Spilling Oil on Fire
A similar incident occurred last year when Bishoy Kamel, a Christian teacher in Sohag, was sentenced to six years in prison for posting cartoons on Facebook that allegedly insulted the Muslim prophet Mohammed and President Morsi. Hard-line Islamist groups, including Al-Jamaa Al-Islamiya and Salafi sympathizers, threw stones at Kamel as he was escorted out of the courtroom, Ahram Online reported.
Children have also been detained for allegedly blaspheming Islam in Egypt. In September, Mina Nady Farag and Nabil Nagy Rizk, ages nine and ten, were sent to a juvenile detention center when Ibrahim Mohamed Ali, a local imam from their home village of Ezbet Marco in the Beni Suef province of Egypt, accused the children of tearing pages of a Quran.
“An apology [from the boys] is not acceptable,” Sheik Gamal Shamardal, a Muslim cleric and the local leader of Gamaa Islamiya, once Egypt’s largest militant group, told The Associated Press. “This feels like it was arranged [by local Christians]. There was a lot of anger… It was like spilling oil on fire.”
Several other Christians were also arrested for blasphemy in Egypt last year, including Nevine al-Sayed, a teacher in Assiut who reportedly used the word “unfortunate,” which is similar to the word “poor” in Arabic, when describing Mohammad’s upbringing. And Gamal Abdou Massoud, 17, who was convicted by an Egyptian court in April 2012 for posting cartoons on Facebook deemed offensive to Muslims in Assiut. The cartoons led to violent Muslim protests in neighboring villages that resulted in the torching of several Christian houses. Massoud was initially sentenced to three years in prison, but he has since been acquitted.
Christians Disproportionately Targeted
A survey conducted by the Egyptian Initiative for Personal Rights found that 41 percent of blasphemy cases taken to court from January 25, 2011 to December 31, 2012 were filed against Christians, who comprise only 10 percent of Egypt’s population, Morning Star news reports. Of the 63 cases filed during that time period, only one case was brought against someone for blaspheming Christianity when Sheik Abu Islam was charged for publicly burning a Bible in front of the U.S. Embassy in Cairo. The charges filed against Islam have since been dismissed.
“Blasphemy law proponents claim that they seek religious harmony through uniformity, but crushing the fundamental freedoms of religion and nonviolent expression will do nothing of the kind,” Zuhdi Jasser and Lantos Swett, commissioners at the U.S. Commission for International Religious Freedom, wrote in Capitol Hill’s Congress Blog. “It won’t pacify violent religious extremists; it will embolden them to commit ever-more violent acts against perceived blasphemers.”
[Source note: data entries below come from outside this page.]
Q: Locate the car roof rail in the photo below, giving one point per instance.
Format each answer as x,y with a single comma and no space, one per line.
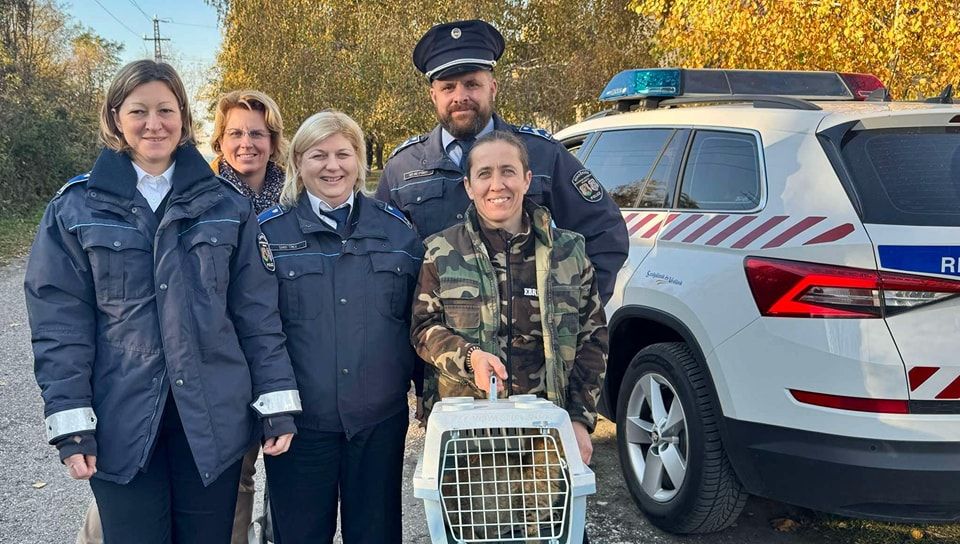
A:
945,97
758,101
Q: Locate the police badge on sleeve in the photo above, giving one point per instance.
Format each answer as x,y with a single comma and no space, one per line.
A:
587,185
266,255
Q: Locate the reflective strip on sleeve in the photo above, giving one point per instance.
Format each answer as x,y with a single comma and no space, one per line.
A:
278,402
70,422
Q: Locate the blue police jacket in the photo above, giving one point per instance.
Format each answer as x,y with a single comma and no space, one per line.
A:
125,308
345,305
420,179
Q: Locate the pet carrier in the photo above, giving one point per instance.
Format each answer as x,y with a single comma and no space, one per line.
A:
502,471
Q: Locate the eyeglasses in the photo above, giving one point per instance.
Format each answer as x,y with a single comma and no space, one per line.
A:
234,134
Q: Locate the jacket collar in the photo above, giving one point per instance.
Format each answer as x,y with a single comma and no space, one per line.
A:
540,222
113,173
365,220
435,156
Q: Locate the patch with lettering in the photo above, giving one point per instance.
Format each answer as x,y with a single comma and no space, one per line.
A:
265,254
587,185
289,247
416,174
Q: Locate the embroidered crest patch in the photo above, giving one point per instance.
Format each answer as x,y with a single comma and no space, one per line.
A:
588,186
265,254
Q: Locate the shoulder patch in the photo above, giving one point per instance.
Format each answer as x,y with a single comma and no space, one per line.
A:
527,129
229,183
392,210
587,185
270,213
71,182
407,143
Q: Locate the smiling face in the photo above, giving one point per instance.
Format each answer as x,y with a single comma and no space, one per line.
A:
246,144
329,169
464,102
151,123
496,184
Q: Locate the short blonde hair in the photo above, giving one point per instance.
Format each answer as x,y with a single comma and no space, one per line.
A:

Egypt’s revolution, which hoped to instill democratic change and greater freedoms, has instead given unprecedented freedoms to Islamists—with the Muslim Brotherhood at the forefront—to impose their agenda on Egyptian society, activists claim.
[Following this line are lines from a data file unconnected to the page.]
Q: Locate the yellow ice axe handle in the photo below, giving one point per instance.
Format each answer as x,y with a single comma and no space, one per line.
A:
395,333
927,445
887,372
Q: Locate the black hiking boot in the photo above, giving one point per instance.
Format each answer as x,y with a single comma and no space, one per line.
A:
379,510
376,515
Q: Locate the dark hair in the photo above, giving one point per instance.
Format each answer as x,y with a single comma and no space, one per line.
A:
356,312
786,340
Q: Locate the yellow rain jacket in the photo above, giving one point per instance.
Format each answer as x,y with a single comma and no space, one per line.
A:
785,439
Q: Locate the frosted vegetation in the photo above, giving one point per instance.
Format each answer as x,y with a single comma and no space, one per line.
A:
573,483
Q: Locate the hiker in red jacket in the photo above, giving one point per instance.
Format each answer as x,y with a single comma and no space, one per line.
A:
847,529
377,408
“The battle, of course, is being waged by Islamists who want their interpretation of the religion to be declared as the only acceptable version,” said Barry Rubin, the director of the Global Research in International Affairs (GLORIA) Center. “Westerners don’t understand that when that happens anything more moderate or flexibly traditional hence becomes illegal and punishable. The Islamist counter-Bill of Rights proclaims that the country’s people have no freedom of speech or freedom of religion, no right to free assembly or of the press.”